Crossover in evolutionary algorithms with dynamic linear genome representations
Evolutionary algorithms typically use fixed data structures to represent problem solutions. Dynamic structures allow a more natural growth in complexity during the optimization, and make it possible for the complexity itself to adapt to the problem requirements, as shown by the success of some tree-based implementations. We are interested in exploring evolutionary computation with linear genomes that are allowed to change in length and ordering; such a representation may be more natural for some optimization problems and is more similar to nature, allowing for some interesting evolutionary phenomena such as copy number variations to be studied with evolutionary computation as a model. A major hurdle for implementing such evolutionary algorithms is the choice of crossover. The aim of this project is to critically analyze what crossover should mean in such a setting, and compare the different approaches in terms of optimization performance and, more broadly, evolutionary dynamics.

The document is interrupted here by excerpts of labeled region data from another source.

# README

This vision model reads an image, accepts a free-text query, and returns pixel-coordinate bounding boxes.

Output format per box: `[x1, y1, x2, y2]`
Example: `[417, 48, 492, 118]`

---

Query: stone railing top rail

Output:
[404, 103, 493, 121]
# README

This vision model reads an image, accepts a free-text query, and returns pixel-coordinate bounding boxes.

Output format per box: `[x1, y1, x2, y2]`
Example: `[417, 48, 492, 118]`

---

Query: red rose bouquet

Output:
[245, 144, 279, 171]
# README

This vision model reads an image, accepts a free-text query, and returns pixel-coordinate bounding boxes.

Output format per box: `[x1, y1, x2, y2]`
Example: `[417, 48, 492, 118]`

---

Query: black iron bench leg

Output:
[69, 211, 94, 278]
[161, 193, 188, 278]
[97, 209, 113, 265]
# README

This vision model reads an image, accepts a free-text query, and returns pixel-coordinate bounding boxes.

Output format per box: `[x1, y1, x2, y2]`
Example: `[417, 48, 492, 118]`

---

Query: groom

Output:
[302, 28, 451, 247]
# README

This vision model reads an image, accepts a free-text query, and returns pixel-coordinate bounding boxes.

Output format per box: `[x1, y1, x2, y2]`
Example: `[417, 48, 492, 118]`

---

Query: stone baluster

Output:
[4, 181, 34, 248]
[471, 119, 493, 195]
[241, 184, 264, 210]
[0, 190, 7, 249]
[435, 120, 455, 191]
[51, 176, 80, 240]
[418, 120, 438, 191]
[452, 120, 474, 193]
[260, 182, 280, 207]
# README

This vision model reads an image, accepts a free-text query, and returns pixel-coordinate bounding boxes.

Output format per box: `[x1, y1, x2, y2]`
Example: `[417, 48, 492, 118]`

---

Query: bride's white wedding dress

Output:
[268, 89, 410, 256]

Natural selection is the name given by Charles Darwin to his observation that the same principle of "selection" we have applied for milennia in artificial breeding of livestock and crops is also inevitable in nature, simply because some kinds of organisms are more likely to survive than others. Interestingly, natural selection is not limited to biological organisms. Computer scientists use programs called evolutionary algorithms to evolve solutions to difficult problems by artificially simulating an environment where populations of candidate solutions struggle for "life", instead of organisms. These algorithms are powerful problem solvers, but can also be used as a computer model for studying how natural selection works. However, evolutionary algorithms often represent their evolving solutions by fixed data structures -- typically a string of ones and zeroes of a fixed length --, which makes them easier to work but sacrificing some essential similarity to nature's DNA: many mutations induce structural changes such as copying a gene, deleting it, or moving it to a different location, none of which are allowed in traditional genetic algorithms. In this project we study how evolutionary algorithms that allow such structural mutations would work. In particular, we are interested in how sexual reproduction can be implemented.